One-off housing may face even closer regulation in Healy Rae’s home territory of Co Kerry. Following rampant development in Co Kerry, zoning in the county under the County Development Plan 2015-2021 has been designed to prevent so-called “urban generated pressure”.
Under the new plan, outsiders would be banned from building in certain pressurised areas, while there is a ban on one-off holiday homes and second homes. Whether such strict rules survive remains to be seen. Attempts in Co Kerry to limit planning permission to locals have been found to contravene the governing principles of the European Union, which guarantees the free movement of people.
However, the National Planning Framework (NPF), published last year by the Government, may swing the pendulum back towards more restrictive planning.
The framework stipulated that a “demonstrable economic need to live in a rural area” must be the “core consideration” when judging planning applications for houses in the countryside.
Housing experts have concerns about Ireland’s lingering love affair with the bungalow, according to Dr Lorcan Sirr, a senior lecturer at the Technological University of Dublin.
One-off housing was a “pragmatic solution” in its time, allowing people to build a house at an affordable cost – but significant trade-offs had to be made, which affect the Ireland of today.
“This is why we have controversies over things like hospitals and broadband. It gets very difficult to provide services to a dispersed settlement pattern. It comes at a price for society,” he said.
Equally, rural housing denuded rural towns and villages of their populations. Rather than move to cities, often people simply moved out from towns and villages, becoming ever more dependent on cars.
“Towns and villages around Ireland are empty because we have promoted one-off housing,” says Sirr, “and people wonder why the pubs close. [It] marginalises vulnerable citizens who don’t have access to services”.

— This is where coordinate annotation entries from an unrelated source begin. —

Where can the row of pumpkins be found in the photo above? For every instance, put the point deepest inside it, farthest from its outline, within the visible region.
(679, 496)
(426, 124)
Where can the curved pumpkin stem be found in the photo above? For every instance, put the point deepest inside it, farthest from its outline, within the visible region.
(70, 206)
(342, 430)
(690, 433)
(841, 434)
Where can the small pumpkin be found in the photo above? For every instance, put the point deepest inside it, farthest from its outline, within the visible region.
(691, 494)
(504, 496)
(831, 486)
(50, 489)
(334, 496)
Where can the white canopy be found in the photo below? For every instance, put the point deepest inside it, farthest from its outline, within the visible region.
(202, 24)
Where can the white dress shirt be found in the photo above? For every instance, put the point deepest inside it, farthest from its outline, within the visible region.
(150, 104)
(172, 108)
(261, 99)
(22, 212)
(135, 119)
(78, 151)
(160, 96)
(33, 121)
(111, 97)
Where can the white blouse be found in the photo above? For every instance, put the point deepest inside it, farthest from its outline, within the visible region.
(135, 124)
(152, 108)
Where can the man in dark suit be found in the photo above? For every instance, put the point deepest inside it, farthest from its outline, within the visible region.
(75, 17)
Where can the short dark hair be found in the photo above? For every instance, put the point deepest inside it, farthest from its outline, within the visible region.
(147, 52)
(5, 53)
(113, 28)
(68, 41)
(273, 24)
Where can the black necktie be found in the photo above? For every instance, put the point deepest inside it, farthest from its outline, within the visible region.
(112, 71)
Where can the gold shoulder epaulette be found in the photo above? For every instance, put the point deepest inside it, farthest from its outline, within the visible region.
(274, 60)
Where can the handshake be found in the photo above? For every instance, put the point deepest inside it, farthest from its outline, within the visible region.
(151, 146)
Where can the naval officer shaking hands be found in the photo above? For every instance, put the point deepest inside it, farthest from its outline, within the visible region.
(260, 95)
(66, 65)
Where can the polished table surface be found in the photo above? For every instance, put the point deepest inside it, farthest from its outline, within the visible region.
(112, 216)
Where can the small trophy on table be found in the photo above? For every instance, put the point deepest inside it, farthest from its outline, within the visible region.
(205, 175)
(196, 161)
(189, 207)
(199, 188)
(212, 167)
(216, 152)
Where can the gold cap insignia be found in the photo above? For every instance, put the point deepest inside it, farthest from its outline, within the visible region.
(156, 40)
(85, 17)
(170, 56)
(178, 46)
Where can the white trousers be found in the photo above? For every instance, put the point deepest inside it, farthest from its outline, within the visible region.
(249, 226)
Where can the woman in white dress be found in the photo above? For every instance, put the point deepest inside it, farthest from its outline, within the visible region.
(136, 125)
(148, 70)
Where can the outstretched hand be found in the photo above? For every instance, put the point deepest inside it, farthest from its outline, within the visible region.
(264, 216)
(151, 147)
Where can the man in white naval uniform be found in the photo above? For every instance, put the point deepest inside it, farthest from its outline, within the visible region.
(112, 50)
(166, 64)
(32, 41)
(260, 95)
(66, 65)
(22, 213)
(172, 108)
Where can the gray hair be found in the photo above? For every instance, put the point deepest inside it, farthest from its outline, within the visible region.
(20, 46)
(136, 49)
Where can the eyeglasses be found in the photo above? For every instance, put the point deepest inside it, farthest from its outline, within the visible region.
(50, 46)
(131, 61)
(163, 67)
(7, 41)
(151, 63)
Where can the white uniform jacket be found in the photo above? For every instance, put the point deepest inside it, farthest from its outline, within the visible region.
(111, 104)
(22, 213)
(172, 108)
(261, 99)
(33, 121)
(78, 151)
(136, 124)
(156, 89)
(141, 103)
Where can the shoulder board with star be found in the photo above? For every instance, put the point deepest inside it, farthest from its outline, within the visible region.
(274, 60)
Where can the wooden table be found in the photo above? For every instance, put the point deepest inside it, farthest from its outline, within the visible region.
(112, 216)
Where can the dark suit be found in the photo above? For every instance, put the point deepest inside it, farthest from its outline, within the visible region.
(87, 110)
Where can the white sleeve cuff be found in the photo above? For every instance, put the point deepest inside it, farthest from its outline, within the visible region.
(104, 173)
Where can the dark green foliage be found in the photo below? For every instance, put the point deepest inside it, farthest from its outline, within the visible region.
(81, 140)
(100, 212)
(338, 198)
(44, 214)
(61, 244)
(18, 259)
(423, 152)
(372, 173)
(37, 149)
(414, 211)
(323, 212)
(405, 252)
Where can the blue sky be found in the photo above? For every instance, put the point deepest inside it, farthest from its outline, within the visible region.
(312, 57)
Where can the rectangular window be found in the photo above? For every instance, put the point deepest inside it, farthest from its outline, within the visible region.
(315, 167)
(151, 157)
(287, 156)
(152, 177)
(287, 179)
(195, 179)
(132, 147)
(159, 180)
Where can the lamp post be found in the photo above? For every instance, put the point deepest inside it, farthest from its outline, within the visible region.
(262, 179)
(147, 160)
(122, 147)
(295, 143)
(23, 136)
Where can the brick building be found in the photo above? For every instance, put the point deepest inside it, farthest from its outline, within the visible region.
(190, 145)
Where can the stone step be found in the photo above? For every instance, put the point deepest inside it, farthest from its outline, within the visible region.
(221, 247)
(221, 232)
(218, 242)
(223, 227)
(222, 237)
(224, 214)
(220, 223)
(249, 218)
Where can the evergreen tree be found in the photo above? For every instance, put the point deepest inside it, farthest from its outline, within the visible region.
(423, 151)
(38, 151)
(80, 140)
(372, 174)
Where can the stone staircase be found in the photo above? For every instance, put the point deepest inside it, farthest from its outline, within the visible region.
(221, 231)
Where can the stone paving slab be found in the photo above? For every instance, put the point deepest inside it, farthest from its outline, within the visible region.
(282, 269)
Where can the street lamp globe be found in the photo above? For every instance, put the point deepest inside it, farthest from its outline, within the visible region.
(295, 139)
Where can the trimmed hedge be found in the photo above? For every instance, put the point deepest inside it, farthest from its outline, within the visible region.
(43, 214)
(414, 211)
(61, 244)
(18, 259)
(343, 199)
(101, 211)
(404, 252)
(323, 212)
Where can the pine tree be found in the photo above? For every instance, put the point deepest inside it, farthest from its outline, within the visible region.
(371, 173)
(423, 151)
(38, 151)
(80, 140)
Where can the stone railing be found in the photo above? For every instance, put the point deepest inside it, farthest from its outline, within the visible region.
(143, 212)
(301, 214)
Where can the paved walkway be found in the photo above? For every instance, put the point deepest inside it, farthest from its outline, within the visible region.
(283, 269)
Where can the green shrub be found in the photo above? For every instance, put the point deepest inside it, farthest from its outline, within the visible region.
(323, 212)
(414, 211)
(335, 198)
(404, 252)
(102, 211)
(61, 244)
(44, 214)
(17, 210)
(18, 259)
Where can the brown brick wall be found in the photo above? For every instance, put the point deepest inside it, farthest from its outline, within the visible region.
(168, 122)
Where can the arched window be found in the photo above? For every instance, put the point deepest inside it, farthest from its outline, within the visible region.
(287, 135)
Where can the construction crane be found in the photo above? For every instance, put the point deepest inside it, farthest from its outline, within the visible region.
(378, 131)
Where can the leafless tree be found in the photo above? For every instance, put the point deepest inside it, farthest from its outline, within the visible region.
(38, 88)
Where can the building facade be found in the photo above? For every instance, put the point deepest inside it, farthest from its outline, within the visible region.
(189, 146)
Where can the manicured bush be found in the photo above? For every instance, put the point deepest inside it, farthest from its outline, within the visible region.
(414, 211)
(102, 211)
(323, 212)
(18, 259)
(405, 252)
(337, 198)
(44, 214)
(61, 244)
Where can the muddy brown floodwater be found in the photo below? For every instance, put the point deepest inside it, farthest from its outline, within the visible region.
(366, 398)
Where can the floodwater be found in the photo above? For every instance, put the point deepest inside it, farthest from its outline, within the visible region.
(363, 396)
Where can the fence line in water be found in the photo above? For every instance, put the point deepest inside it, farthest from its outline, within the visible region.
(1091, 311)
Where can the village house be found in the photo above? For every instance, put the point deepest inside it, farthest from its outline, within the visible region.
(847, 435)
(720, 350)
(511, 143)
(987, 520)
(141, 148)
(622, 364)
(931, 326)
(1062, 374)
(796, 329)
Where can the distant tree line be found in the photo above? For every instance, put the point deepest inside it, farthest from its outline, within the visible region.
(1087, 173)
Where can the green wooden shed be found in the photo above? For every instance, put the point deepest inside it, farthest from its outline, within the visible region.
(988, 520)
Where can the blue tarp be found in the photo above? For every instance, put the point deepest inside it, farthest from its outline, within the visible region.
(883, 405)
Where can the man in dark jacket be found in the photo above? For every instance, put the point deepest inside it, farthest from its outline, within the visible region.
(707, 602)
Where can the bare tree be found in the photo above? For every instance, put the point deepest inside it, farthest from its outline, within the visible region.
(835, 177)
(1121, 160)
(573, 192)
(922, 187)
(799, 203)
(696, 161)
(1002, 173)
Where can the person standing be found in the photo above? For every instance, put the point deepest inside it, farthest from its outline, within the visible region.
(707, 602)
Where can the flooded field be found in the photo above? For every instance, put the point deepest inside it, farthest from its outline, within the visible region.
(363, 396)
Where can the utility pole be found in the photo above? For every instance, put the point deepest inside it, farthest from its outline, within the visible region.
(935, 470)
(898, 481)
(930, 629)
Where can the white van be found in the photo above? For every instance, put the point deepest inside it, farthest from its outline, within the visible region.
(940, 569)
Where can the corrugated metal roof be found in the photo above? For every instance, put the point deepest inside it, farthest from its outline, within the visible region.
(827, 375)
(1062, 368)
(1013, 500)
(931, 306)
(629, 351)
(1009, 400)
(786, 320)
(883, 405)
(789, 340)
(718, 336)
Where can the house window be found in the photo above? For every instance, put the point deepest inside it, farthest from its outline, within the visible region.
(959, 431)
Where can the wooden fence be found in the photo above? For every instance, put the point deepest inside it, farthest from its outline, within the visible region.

One-off homes: The figures
More than one in four new dwellings built in Ireland last year was a one-off house, according to the Central Statistics Office.
Of the 18,072 new dwellings completed in 2018, some 4,699 were single units, an increase of more than 10 per cent on 2017. The share of new homes composed of one-off dwellings is declining, however.
In 2011, there were 4,814 one-off units built, accounting for almost 69 per cent of the total housing output that year. Both the housing output and the number of one-off housing dipped the following years before recovering from 2014 onwards.
According to the CSO there are some 442,669 one-off houses in rural Ireland, accounting for 71.8 per cent of the total rural housing stock.